Nicole didn’t want Quinn Darling for a friend. The debonair Northerner wasn’t exactly comfortable to be around. On top of that, he was the last person she’d feel inclined to share confidences with.
When the dessert was carefully placed in a small basket, Nicole endured a motherly hug. “I’m not sure what time I’ll be home. Don’t expect me before supper, okay?”
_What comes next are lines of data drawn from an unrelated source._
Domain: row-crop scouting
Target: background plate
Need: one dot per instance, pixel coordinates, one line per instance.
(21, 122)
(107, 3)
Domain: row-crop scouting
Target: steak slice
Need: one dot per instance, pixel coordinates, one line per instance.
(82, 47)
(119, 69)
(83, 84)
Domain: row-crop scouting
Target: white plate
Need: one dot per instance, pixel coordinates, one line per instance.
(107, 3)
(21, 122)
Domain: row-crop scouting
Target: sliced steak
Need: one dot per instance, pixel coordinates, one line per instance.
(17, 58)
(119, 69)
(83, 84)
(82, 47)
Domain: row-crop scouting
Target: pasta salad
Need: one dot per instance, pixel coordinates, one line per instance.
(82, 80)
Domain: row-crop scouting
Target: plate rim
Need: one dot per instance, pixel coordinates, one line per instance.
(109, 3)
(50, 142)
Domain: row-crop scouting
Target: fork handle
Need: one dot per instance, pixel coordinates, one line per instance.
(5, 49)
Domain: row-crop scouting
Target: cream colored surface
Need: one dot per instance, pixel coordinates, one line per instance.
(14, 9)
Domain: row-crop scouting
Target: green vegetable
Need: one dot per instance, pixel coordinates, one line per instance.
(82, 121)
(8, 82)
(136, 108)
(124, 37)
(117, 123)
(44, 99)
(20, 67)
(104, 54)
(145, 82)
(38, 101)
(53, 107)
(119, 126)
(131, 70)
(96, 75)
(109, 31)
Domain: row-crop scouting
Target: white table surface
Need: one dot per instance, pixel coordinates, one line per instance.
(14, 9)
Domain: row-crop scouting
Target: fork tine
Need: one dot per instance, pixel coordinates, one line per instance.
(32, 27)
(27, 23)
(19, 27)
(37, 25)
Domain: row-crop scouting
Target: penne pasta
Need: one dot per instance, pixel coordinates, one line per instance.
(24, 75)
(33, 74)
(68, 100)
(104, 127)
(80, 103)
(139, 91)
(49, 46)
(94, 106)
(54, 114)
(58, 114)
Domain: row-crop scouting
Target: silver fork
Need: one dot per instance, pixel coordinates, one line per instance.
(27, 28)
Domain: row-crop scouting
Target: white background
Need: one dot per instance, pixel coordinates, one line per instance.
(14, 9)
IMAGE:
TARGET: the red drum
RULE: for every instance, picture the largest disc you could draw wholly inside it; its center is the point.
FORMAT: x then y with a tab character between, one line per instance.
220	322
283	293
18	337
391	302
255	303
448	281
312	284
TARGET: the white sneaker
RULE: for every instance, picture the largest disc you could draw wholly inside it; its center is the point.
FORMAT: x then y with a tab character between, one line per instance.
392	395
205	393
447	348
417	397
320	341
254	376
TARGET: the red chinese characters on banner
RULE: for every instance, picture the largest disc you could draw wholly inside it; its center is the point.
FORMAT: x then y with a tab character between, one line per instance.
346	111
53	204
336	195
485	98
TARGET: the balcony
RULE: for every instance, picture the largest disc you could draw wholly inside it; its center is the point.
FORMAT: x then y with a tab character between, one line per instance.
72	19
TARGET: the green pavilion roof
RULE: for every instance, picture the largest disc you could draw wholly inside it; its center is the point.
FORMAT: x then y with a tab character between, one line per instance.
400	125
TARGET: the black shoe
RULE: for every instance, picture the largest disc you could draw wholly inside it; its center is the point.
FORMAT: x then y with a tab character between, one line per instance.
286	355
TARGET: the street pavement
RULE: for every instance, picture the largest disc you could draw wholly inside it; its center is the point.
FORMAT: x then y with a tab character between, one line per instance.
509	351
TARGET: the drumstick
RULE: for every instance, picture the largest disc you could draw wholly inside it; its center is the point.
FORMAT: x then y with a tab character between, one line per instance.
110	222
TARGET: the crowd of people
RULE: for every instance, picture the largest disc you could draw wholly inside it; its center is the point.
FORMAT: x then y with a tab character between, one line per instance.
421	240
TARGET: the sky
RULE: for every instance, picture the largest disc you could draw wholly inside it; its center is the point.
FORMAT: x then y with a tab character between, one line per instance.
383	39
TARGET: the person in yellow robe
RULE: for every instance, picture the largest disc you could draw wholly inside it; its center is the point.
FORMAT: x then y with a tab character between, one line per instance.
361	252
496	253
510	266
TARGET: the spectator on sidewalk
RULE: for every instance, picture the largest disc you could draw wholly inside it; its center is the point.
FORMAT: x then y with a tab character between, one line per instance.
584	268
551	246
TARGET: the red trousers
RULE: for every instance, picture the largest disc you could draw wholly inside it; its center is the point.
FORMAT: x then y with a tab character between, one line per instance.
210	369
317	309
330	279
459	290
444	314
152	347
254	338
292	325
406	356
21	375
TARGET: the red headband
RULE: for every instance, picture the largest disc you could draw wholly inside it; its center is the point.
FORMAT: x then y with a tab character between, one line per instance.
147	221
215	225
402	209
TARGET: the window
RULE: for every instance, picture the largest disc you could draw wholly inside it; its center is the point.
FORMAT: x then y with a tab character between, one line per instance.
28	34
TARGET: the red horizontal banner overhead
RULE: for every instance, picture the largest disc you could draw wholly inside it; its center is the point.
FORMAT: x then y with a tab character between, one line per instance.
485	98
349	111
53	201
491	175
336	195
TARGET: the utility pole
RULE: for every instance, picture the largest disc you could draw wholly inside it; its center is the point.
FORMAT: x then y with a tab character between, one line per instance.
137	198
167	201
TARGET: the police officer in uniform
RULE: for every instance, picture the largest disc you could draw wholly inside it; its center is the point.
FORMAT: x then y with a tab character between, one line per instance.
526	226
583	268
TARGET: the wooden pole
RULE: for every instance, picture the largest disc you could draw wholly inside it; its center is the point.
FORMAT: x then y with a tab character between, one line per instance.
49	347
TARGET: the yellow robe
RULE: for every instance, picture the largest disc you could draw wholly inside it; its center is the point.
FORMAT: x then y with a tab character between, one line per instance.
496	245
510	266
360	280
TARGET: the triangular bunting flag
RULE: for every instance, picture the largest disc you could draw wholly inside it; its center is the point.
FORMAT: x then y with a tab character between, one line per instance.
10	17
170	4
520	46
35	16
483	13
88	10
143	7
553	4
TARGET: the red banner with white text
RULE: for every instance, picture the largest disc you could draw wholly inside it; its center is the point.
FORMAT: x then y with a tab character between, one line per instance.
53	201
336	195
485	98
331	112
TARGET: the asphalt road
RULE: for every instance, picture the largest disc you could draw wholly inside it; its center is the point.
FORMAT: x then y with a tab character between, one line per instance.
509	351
Hopefully she could hurry along this session with Quinn. There was an errand she couldn’t put off.
* * *
Nicole pressed against the lichen-coated tree trunk, listening, waiting, heartbeat loud in her ears as she stared at the run-down shack tucked between three trees of varying size. In the lush canopy far above her head, birds were constantly in motion, the flap of their wings competing with rustling leaves and swaying limbs. A tickle on her pinkie caught her attention. Brushing off a tiny black ant, she checked the dense woods behind her. No one. Good.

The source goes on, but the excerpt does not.